8 Ekim 2011 Cumartesi

20 Sene Öncesi/Türkiye:1 Almanya:3


Bazen maçı izlerken bu takım diğerini nasıl yenecek dersiniz. Almanya'ya karşı milli takımımızı izlerken bu hisse fazlasıyla kapıldım. Maçı anlatan sevgili Ercan ağabeyi bu şekilde maç anlatırken en son 20 yıl önce izlemiştim.

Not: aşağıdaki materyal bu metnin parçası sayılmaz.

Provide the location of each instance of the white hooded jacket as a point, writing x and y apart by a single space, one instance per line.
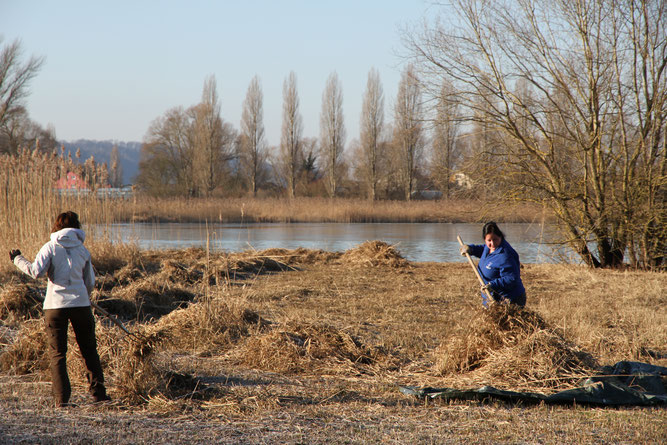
68 266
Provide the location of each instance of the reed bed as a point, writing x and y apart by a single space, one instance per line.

Kulüp yada milli takım düzeyinde ezildiğimiz yıllarda Ercan ağabey, fark yemişsek sadece şunları söylerdi: "Taç...Korner...Maçta son 5 dakika". Bugün de o yıllara geri döndüm resmen.

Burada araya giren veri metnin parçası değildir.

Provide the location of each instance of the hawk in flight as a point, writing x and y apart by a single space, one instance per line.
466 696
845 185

Maça hızlı başladık ama daha 2.dakikada Almanlar karşılaşmanın nasıl geçeceğini net bir şekilde ortaya koydular. O arada Burak ile çok net bir pozisyon yakaladık ama atsak da bir şey değişmeyecekti. Bu Almanya bu Türkiye'den bariz şekilde üstün. Sabaha kadar oynasak milli takımımızın puan alma şansı yok. Yediğimiz ilk gol rezillik. Servet'in yediği çalımı Paf takımı oyuncusu yemez ama bu da oyuncumuzun suçu değil. 3 haftadır doğru dürüst oynamamasına rağmen onu oynatan Hiddink de. Gökhan Zan'a çok güvendiğimden değil hatta Servet, Gökhan'dan çok daha iyi futbolcudur ama şu an için formda, maç eksiği olmayan isim Gökhan. Hiddink böyle bir hatayı üstelik Almanya gibi bir rakibiniz varken nasıl vermiş tuhaf.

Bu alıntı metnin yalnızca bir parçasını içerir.